LMDeploy: Enables efficient FP8 and BF16 inference for regional and cloud implementation.
TensorRT-LLM: Currently supports BF16 reasoning and INT4/8 quantization, with FP8 assistance coming soon.
vLLM: Support DeepSeek-V3 design with FP8 and BF16 modes for tensor parallelism and pipeline parallelism.
AMD GPU: Enables running the DeepSeek-V3 design on AMD GPUs by means of SGLang in both BF16 and FP8 modes.
Huawei Ascend NPU: Supports running DeepSeek-V3 on Huawei Ascend devices.
Since FP8 training is natively embraced in our framework, we just supply FP8 weights. If you need BF16 weights for experimentation, you can use the supplied conversion script to perform the transformation.

Here is an example of converting FP8 weights to BF16:

Hugging Face’s Transformers has not been straight supported yet. **

6.1 Inference with DeepSeek-Infer Demo (example just)

System Requirements

Note

Linux with Python 3.10 only. Mac and Windows are not supported.

Dependencies:

Model Weights & Demo Code Preparation

First, clone our DeepSeek-V3 GitHub repository:

Navigate to the inference folder and install dependences noted in requirements.txt.
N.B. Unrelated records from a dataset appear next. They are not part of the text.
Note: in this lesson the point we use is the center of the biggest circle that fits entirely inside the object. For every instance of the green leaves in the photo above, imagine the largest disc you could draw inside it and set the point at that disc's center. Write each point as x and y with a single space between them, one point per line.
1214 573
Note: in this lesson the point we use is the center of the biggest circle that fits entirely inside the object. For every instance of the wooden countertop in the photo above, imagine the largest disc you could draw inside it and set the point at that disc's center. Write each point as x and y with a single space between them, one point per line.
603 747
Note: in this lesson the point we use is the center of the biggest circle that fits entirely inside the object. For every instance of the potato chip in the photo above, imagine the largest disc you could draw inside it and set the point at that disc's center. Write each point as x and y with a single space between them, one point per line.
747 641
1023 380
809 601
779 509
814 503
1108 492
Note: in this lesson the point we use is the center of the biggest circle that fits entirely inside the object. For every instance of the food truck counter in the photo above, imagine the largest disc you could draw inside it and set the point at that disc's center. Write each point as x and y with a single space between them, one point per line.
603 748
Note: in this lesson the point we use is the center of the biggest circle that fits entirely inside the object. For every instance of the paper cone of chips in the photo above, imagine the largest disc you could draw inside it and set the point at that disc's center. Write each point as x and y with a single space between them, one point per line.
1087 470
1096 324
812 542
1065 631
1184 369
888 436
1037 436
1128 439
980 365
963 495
Easiest method is to use a bundle supervisor like conda or uv to develop a brand-new virtual environment and install the dependences.
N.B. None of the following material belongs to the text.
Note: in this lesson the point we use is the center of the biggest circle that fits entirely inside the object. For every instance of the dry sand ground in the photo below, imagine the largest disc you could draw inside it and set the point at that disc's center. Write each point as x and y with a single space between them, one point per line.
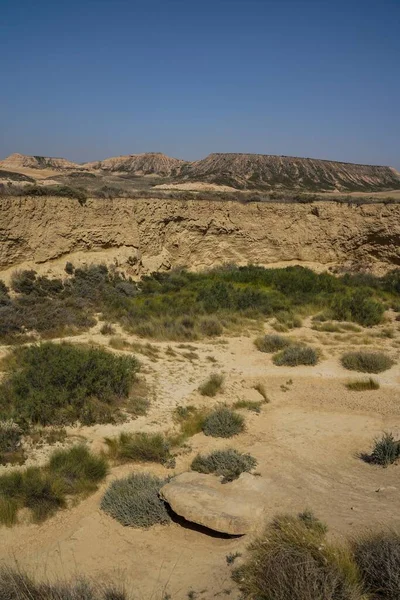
306 442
Download the model weights from Hugging Face, and put them into/ path/to/DeepSeek-V 3 folder.

Model Weights Conversion

Convert Hugging Face model weights to a specific format:

Run

Then you can chat with DeepSeek-V3:

Or batch inference on a given file:

6.2 Inference with SGLang (advised)

SGLang presently supports MLA optimizations, DP Attention, FP8 (W8A8), FP8 KV Cache, and Torch Compile, providing modern latency and throughput performance amongst open-source frameworks.

Notably, SGLang v0.4.1 fully supports running DeepSeek-V3 on both NVIDIA and AMD GPUs, making it an extremely versatile and robust solution.

SGLang likewise supports multi-node tensor parallelism, allowing you to run this design on several network-connected devices.

Multi-Token Prediction (MTP) remains in development, and development can be tracked in the optimization plan.

Here are the launch guidelines from the SGLang group: https://github.com/sgl-project/sglang/tree/main/benchmark/deepseek_v3

6.3 Inference with LMDeploy (suggested)

LMDeploy, a flexible and high-performance inference and serving framework tailored for large language designs, now supports DeepSeek-V3. It offers both offline pipeline processing and online implementation abilities, effortlessly integrating with PyTorch-based workflows.

For thorough step-by-step instructions on running DeepSeek-V3 with LMDeploy, please refer to here: InternLM/lmdeploy # 2960

6.4 Inference with TRT-LLM (advised)

TensorRT-LLM now supports the DeepSeek-V3 model, using precision choices such as BF16 and INT4/INT8 weight-only. Support for FP8 is currently in development and will be released quickly. You can access the custom branch of TRTLLM specifically for DeepSeek-V3 support through the following link to experience the brand-new features directly: https://github.com/NVIDIA/TensorRT-LLM/tree/deepseek/examples/deepseek_v3.

6.5 Inference with vLLM (advised)

vLLM v0.6.6 supports DeepSeek-V3 inference for FP8 and BF16 modes on both NVIDIA and AMD GPUs. Aside from standard methods, vLLM provides pipeline parallelism enabling you to run this model on numerous makers linked by networks. For in-depth guidance, please refer to the vLLM directions. Please feel complimentary to follow the enhancement plan as well.

6.6 Recommended Inference Functionality with AMD GPUs

In collaboration with the AMD team, we have attained Day-One support for AMD GPUs using SGLang, with full compatibility for both FP8 and BF16 accuracy. For comprehensive guidance, please refer to the SGLang directions.

6.7 Recommended Inference Functionality with Huawei Ascend NPUs

The MindIE framework from the Huawei Ascend neighborhood has actually effectively adjusted the BF16 variation of DeepSeek-V3. For detailed assistance on Ascend NPUs, please follow the guidelines here.

7. License

This code repository is licensed under the MIT License. Using DeepSeek-V3 Base/Chat designs undergoes the Model License. DeepSeek-V3 series (consisting of Base and Chat) supports commercial usage.